With geometry and textures established, I determined which components would be illuminated. Some became channel letters with visible neon, others have arrays of individual incandescent light bulbs or are backlit with internal fluorescents.
The neon lights were my favorite part, thanks to an incredibly sophisticated tool for Blender called Neon Generator. I started by drawing a two-dimensional representation of the neon tubes as vector paths in Illustrator, carefully working out where the glass would start, end, and overlap. After importing the paths into Blender/Neon Generator, I was able to fully define every minute detail of the lights. Even the posts that hold up the neon shapes, the clips that connect them, and the wires that allow electricity to flow between them were all procedurally generated. It’s incredible.
Z: Of course, the other big feature with this cover design is that for the first time in the journal’s 35-year history we actually printed two versions, splitting the print run between a “Day” view and a “Night” view.
JK: Due to the pandemic, we only published two issues in 2020, and, perhaps as a result, No. 119 grew to have the highest page count of any ZYZZYVA issue ever.
Z: True—within the constraints of publishing just two print issues, we hoped to publish as many writers as we possibly could. Luckily for us, there is an enormous wealth of literary talent in L.A., and this expanded issue served as a perfect celebration of that community.

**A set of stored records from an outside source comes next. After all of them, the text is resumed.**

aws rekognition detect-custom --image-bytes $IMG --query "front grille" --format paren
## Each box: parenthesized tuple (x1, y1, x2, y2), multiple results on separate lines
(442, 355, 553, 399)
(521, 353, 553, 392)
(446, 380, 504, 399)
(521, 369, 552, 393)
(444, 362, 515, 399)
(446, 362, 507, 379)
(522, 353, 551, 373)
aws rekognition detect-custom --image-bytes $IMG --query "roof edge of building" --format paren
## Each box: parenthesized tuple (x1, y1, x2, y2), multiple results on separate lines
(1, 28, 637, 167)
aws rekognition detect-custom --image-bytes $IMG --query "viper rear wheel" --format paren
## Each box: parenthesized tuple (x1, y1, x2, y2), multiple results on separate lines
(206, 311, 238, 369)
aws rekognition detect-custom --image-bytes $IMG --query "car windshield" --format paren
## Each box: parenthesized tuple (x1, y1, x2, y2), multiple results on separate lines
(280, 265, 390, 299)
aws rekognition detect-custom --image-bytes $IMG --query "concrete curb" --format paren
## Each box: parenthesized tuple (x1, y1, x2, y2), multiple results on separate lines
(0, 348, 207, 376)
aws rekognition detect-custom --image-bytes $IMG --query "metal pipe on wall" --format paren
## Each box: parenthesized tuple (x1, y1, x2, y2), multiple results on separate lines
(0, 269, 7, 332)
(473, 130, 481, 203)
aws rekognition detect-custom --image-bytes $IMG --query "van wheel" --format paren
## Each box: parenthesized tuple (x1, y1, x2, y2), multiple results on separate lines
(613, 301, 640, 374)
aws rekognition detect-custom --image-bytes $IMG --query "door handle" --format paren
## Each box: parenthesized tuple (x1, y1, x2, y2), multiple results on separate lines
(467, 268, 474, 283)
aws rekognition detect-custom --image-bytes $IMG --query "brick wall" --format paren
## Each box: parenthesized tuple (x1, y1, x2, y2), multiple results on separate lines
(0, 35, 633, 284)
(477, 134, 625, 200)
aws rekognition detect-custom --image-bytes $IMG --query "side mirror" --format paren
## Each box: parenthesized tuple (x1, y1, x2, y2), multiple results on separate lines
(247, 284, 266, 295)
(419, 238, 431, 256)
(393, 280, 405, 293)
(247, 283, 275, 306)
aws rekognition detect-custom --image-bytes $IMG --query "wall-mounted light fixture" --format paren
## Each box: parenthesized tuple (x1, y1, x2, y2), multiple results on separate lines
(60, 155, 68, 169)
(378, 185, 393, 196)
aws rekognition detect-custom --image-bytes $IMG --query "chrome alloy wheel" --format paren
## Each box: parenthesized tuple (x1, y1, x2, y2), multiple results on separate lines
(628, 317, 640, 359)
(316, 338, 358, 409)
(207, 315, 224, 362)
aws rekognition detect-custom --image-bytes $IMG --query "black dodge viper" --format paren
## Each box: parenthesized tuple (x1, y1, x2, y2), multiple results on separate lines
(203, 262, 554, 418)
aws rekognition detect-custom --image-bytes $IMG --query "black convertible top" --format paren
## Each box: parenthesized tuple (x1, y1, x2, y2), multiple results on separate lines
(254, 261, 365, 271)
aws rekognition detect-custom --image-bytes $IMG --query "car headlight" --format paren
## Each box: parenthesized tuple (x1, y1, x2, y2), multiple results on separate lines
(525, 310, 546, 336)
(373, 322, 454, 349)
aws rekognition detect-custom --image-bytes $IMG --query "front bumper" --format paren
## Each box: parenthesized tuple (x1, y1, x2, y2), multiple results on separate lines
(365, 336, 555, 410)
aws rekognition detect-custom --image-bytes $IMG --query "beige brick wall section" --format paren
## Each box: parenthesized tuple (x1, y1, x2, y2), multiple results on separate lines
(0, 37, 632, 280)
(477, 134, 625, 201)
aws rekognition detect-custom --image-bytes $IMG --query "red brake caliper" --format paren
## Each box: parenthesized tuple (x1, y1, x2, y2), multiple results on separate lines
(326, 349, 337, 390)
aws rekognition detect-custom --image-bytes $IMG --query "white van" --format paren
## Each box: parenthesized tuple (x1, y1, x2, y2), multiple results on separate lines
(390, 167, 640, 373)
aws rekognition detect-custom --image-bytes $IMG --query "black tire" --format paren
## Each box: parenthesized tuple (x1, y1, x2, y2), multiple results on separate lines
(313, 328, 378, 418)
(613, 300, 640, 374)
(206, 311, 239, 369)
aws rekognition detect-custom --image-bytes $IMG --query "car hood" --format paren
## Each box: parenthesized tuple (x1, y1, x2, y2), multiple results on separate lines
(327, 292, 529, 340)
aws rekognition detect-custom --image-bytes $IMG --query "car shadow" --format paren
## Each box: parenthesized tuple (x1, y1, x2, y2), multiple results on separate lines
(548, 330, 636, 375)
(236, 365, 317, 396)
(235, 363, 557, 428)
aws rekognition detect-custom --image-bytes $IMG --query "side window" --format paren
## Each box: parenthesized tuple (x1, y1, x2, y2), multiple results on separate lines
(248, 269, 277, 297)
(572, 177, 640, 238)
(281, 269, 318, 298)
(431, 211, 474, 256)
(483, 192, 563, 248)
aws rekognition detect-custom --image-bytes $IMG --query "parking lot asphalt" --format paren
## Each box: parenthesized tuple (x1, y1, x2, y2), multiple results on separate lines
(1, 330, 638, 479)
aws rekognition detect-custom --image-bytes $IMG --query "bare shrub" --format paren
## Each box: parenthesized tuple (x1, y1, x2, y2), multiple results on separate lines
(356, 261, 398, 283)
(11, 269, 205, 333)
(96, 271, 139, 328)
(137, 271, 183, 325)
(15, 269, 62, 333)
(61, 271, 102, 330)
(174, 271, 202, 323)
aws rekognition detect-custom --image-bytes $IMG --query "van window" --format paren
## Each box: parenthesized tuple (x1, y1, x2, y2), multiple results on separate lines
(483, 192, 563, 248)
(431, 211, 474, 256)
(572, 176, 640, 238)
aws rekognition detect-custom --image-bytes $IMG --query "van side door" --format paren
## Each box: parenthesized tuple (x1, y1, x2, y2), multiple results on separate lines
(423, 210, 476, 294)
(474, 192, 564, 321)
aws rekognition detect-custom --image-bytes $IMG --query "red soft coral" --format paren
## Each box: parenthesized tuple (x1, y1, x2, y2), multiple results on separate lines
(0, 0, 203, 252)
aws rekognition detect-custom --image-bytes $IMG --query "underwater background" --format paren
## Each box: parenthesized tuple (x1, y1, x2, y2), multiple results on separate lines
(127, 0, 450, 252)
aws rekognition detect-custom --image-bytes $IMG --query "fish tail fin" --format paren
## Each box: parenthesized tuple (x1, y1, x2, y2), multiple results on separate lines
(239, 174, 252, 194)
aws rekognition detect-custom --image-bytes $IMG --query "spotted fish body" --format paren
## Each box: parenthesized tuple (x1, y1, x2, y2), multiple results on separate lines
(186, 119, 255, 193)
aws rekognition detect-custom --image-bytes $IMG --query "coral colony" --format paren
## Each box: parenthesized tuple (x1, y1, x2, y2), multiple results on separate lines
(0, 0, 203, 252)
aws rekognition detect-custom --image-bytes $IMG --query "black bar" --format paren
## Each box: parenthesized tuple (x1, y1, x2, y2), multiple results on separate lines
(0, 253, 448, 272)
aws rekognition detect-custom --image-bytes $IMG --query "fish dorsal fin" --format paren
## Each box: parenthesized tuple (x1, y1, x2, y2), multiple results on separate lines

JK: So it seemed fitting to commemorate this moment with a split run. That also conveniently absolved us from having to decide between the two versions the team liked best!
Even though both versions share a lot of structure in common, many aspects of the split cover design took twice as much work. To make things a little easier, I rigged all the lights in the scene to be controlled by three different numerical variables, accessible from one interface. So instead of spending hours adjusting the lights individually to work with the day and night lighting scenarios, I defined the relationships between them, and just used the equivalent of a master dimmer switch. This made it a lot easier as I was refining the details in the scene to continuously check how the sign looked during the day and at night.
The last step was finishing up the backgrounds. 3D tools like Blender can utilize image-based lighting, which means that a spherical panoramic photograph compiled into an HDRI (high-dynamic range image) can provide all the light for a scene. This method mimics the way that light works in the real world, and makes it possible for computer-generated objects to appear very natural in any real-life context. I sourced light probe images that were shot in L.A. for the scene lighting, which I hope adds veracity to the sense of place.
Some of my most salient memories of my time in Los Angeles are of the light. I moved to Oregon several years ago; the light here is so different. The way the sun filters through the atmosphere in Southern California is instantly recognizable to me. Delicious, rippling, cotton candy sunsets appeared so often that I took them for granted. Nowhere is the “golden hour” more golden. It is not an accident that the film industry grew up in Hollywood, where light is an abundant resource in such a variety of flavors. Even the way the sky glows warm at night—the awful beauty of the low-flying marine layer charged with the electricity of the sprawl below—I wanted to capture as much of that as I could in the cover art. There’s something to be said about the region’s relationship between the natural and the artificial, the exposed and the imposed. That ongoing dialogue makes L.A what it is.